Illumination adaptive person reid based on teacher-student model and adversarial training
This addresses a critical robustness issue in ReID for surveillance and security applications, but it is incremental as it builds on existing teacher-student and adversarial training methods.
The paper tackles the problem of illumination changes affecting Person Re-identification (ReID) robustness by proposing a Two-Stream Network that separates ReID features from lighting features, achieving state-of-the-art performance on augmented datasets from Market1501 and DukeMTMC-ReID, particularly in extremely low-light conditions.
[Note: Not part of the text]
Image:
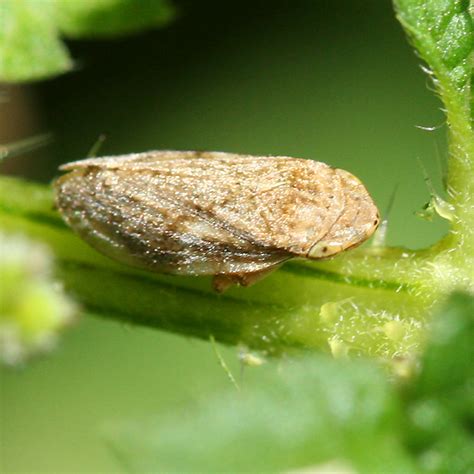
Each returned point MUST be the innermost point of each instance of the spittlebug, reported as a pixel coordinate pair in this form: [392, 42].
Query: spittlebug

Most existing works in Person Re-identification (ReID) focus on settings where illumination either is kept the same or has very little fluctuation. However, the changes in the illumination degree may affect the robustness of a ReID algorithm significantly. To address this problem, we proposed a Two-Stream Network that can separate ReID features from lighting features to enhance ReID performance. Its innovations are threefold: (1) A discriminative entropy loss to ensure the ReID features contain no lighting information. (2) A ReID Teacher model trained by images under "neutral" lighting conditions to guide ReID classification. (3) An illumination Teacher model trained by the differences between the illumination-adjusted and original images to guide illumination classification. We construct two augmented datasets by synthetically changing a set of predefined lighting conditions in two of the most popular ReID benchmarks: Market1501 and DukeMTMC-ReID. Experiments demonstrate that our algorithm outperforms other state-of-the-art works and particularly potent in handling images under extremely low light.